Hi Matthew,
Am 22.07.2023 um 05:03 schrieb Matthew Wilcox:
I thought it a little odd to use an unsigned char when we're testing
to see if it's negative, so I went with this:
static inline bool clear_bit_unlock_is_negative_byte(unsigned int nr,
volatile unsigned long *p)
{
char result;
char mask = 1 << nr; /* nr guaranteed to be < 7 */
char *cp = (char *)p + 3; /* m68k is big-endian */
__asm__ __volatile__ ("eori.b %1, %2; smi %0"
: "=d" (result)
: "i" (mask), "o" (*cp)
: "memory");
return result;
}
I don't think signedness make a difference here, as we don't leave
anything about the test to the compiler.
I'm sure you can do all the casting to char and increment by 3 in the asm
argument...
I'd rather not. I looked at doing the offset by three inside the asm,
but it seems like gcc is smart enough to do that without help:
000006e0 <folio_unlock>:
6e0: 206f 0004 moveal %sp@(4),%a0
6e4: 0a28 0001 0003 eorib #1,%a0@(3)
6ea: 5bc0 smi %d0
6ec: 4a00 tstb %d0
6ee: 670a beqs 6fa <folio_unlock+0x1a>
6f0: 42a7 clrl %sp@-
6f2: 2f08 movel %a0,%sp@-
6f4: 4eba fcec jsr %pc@(3e2 <folio_wake_bit>)
6f8: 508f addql #8,%sp
6fa: 4e75 rts
You'll note the smi/tstb pair are unnecessary. It could simply BPL to
the RTS instruction, but we can't tell GCC that because we don't have
the __GCC_ASM_FLAG_OUTPUTS__ feature.
I see. __GCC_ASM_FLAG_OUTPUTS__ appears to be rare enough to assume m68k
won't get to use it this decade.
By the way, before this optimisation, it was this:
000006fc <folio_unlock>:
6fc: 206f 0004 moveal %sp@(4),%a0
700: 08a8 0000 0003 bclr #0,%a0@(3)
706: 2010 movel %a0@,%d0
708: 4a00 tstb %d0
70a: 6c0a bges 716 <folio_unlock+0x1a>
70c: 42a7 clrl %sp@-
70e: 2f08 movel %a0,%sp@-
710: 4eba fcd0 jsr %pc@(3e2 <folio_wake_bit>)
714: 508f addql #8,%sp
716: 4e75 rts
which is the same number of instructions, but one more memory reference.
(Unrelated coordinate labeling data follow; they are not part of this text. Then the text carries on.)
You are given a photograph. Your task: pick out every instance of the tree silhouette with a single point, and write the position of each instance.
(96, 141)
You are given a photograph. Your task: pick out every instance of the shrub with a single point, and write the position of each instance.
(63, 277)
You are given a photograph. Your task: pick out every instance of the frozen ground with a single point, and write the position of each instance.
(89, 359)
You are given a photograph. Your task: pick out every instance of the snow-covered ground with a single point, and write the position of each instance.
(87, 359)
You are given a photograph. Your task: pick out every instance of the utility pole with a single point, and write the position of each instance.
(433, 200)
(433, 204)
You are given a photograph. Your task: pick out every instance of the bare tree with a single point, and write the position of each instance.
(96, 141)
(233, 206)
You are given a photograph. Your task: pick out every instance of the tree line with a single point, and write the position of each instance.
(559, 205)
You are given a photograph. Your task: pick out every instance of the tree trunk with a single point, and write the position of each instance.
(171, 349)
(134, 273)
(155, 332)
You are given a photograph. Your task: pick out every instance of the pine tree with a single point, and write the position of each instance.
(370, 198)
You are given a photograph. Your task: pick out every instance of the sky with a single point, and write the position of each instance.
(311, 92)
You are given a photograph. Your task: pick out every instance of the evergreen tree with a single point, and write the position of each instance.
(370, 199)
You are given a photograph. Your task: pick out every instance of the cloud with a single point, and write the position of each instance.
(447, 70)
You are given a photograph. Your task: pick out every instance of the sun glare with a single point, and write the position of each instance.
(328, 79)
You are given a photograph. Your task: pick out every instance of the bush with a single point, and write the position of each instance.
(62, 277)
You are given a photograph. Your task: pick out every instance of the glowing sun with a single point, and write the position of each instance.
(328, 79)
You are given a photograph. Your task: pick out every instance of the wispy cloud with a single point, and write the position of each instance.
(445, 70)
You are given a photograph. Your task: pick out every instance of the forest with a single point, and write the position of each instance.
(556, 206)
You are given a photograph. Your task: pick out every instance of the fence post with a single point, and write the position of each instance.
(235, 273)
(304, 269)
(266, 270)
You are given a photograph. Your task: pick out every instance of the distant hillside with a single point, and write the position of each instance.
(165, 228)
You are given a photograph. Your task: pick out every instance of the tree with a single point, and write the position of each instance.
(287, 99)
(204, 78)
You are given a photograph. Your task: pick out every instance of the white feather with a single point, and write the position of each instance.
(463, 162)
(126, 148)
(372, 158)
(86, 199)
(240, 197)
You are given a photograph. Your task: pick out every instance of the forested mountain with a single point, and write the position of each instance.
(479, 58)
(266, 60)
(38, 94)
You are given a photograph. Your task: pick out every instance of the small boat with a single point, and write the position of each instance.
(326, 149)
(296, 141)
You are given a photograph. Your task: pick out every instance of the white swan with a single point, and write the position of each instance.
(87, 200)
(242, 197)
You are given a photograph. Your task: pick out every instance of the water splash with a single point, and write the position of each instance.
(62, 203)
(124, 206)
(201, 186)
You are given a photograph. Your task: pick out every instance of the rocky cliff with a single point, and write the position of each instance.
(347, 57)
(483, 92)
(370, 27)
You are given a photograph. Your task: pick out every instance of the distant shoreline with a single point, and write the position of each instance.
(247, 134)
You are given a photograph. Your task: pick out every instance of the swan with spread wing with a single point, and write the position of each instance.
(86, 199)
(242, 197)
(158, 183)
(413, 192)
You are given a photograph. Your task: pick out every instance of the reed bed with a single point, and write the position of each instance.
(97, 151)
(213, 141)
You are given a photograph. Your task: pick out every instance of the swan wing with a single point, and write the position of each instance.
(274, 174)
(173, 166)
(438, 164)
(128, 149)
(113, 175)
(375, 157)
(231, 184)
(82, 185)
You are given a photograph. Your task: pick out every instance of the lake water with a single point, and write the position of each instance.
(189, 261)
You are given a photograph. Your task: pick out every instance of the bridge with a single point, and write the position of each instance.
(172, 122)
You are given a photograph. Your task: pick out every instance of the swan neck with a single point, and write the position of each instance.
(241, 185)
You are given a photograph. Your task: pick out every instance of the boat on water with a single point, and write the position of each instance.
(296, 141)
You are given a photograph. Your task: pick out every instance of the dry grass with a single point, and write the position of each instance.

Seeing as a0 was just loaded from memory above, and should be in the
cache, I doubt there's much performance difference from the additional
memory access here. Haven't looked at how many clock cycles each of
these instructions take.
It's a read-after-write hazard, but I don't know if that affects any
m68k implementation; my impression is that even on an '060 there aren't
Unless something modifies the memory location pointed to by a0 (during
preemption of any kind), I can't see a race here (a0 is saved/restored
during interrupts, syscalls and such).
We haven't seen any races here in the past with this code AFAICS.
any real performance implications. Kudos to gcc for figuring out that
testing bit 7 can be done with the tstb instruction.
If there's a simple way to exercise this code path using standard Unix tools
(or stress-ng which I ought to have somewhere), drop me a hint.
Oh, it's so common to have a waiter on a folio unlock that just making
it to the login prompt is enough to declare comfidently that this works.
CPU implementations with memory barriers and such fanciness are a little
harder to be confident in, but this looks good to me. I generally run
xfstests, but that's just because I have it all set up and ready to go.
Should be all good then.
I'll drop your Tested-by on this if that's OK? If you want a
Co-developed-by credit, that's fine with me too!
Tested-by is fine, thanks. I wouldn't want anyone to assume I'm familiar
with folios and the like...
Cheers,
Michael